Last week, Consumers Energy announced that it had fired an undisclosed number of employees for "failure to follow established policies and procedures" in connection with the explosion incident, a move that only prompted more questions from Sklar.

"What needs to be answered is whether the policies and procedures were adequate in the first place," Sklar said. "It's easy to say that the workers didn't follow the guidelines, but what if the guidelines are inadequate? If it is determined that the policies and procedures are not up to recognized standards, then any mistakes made by the work crew are only part of the story."

The scope of the story, of course, is framed in tragedy for the Malcynski family, particularly the victim's three daughters, his mother, and brother.

"Mr. Malcynski was a longtime union representative at GM and had been retired for around two years when this happened," Sklar said. "His life ended in an instant and the lives of his family have been forever altered. His three daughters grew up in that house and one can only imagine how hard it is for them to see what remains of it now. It's an unspeakable tragedy for everyone concerned."

And it could have been far worse, Sklar indicated.

"Our preliminary investigation has determined that the work crew missed hitting other gas lines by inches while they were drilling," Sklar said. "In effect, it appears as if they were drilling blindly. Who knows how much worse this could have been if other lines had been damaged by the drilling."

Sklar, a Michigan State University grad who earned his juris doctor from the former Detroit College of Law, said investigators are trying to determine the "path of the gas migration" and how it infiltrated into Malcynski's house.

"The gas could have entered through a drain or a crack in the foundation, and any number of things could have served to ignite the explosion," Sklar said. "A pilot light could have touched it off, a furnace kicking on, lighting a match, any number of things. It will almost be impossible to determine the igniter."

Sklar said that several of the neighbors who have been interviewed said they did not detect any gas smell before the explosion occurred.

"That is not unusual," he said. "Gas that has been leaking underground can have its odorant scrubbed out as it migrates through the soil," he explained. "Obviously, there had been a tremendous build up of natural gas to cause the kind of damage that occurred here."

The explosion, Sklar said, is reminiscent of a case in which his firm represented the plaintiffs involved in a 2006 blast that killed a Detroit area couple. In that case, a summer resort in Ellison Bay, Wis. was rocked by a series of explosions that destroyed three buildings and heavily damaged nine others.

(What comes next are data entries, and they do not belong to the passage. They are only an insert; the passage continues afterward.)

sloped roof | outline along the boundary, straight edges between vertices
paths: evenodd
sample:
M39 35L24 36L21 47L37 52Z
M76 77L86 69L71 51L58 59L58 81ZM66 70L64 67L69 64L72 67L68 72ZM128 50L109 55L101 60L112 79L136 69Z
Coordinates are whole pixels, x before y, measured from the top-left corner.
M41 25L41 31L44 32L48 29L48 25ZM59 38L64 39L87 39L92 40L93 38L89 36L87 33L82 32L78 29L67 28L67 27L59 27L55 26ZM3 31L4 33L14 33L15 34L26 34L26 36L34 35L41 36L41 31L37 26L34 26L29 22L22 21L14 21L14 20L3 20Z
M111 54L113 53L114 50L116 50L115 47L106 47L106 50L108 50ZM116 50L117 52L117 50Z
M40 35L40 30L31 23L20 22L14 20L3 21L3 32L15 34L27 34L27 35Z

The explosions were traced to an underground propane gas line that had been severed several days earlier by a contractor upgrading electrical service to docks at the Door County resort. A $21 million settlement eventually was reached in the Wisconsin case, which also spawned the passage of state legislation that requires the pinpointing of underground propane lines on all regulatory maps.

"Horizontal directional drilling again was involved, although in the Wisconsin case the contractor was not aware a gas line was there because it did not show up on any maps," Sklar said.

"What has become evident with this case in Royal Oak is that every person who lives or works near gas lines has their safety in the hands of the company," he proclaimed. "Their gas lines are everywhere we go and are a potential powder keg if mistakes are made and leaks occur. This is why it is so important that we determine exactly what happened, and then put measures in place to ensure that it never happens again."